Lucy Dacus mostrou-se surpreendida com a afluência do público ao seu concerto — disse que os Big Thief eram a sua banda preferida e que não percebia porque é que as pessoas estavam a vê-la a ela — e reservou para a ponta final a sua melhor canção, “Nightshift”. Antes, a guitarrista e cantor de indie-rock nascida no estado da Virginia disse que a única coisa que não estava perfeita ali era o vento que lhe estava a atirar o cabelo para a boca e tocou temas como “Addictions”, “Yours and Mine” (canção sobre andar farta do seu país, os EUA), “My Mother and I” (tema que escreveu para a mãe) e “Pillar of Truth”, que compôs a pensar na avó e na qual a dada altura canta “sou fraca por comparação contigo, um pilar de verdade”.

Já os Big Thief foram, por sua vez, vendo a quantidade de público no seu concerto aumentar gradualmente ao longo do espetáculo, até ser hora de a maioria abandonar o palco Seat para rumar ao palco principal onde estava Jorge Ben Jor. A banda de Brooklyn, Nova Iorque, que tem Adrianne Lenker como guitarrista e vocalista, foi ao Porto apresentar o seu terceiro e novo álbum, U.F.O.F., editado já este ano.

A fórmula não é inusitada, são canções de amores e sobretudo de desamores, encontros e sobretudo desencontros, cantadas com sobriedade e melancolia outonal. A execução, porém, é muito boa, com a interpretação dos temas ao vivo a não dever nada (quanto muito acontecerá o contrário) às gravações de estúdio.
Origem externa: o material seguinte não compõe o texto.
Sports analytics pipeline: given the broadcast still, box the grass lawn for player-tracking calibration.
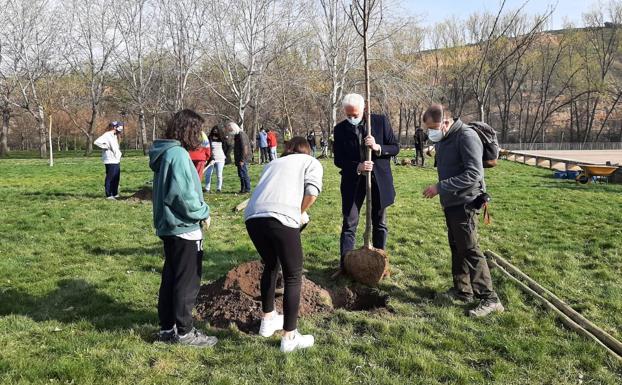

Lenker regozijou-se com “a brisa porreira” que atenuava o impacto do calor e sol, disse que toda a gente que a ouvia parecia “ser linda”, surpreendeu-se com a quantidade de óculos de sol — “nunca vi tantos”. As interpretações de “Capacity” — tema que deu título ao segundo álbum, editado em 2016 — e “Mythological Beauty”, pelo menos, pareceram pontos altos e merecem nota 20.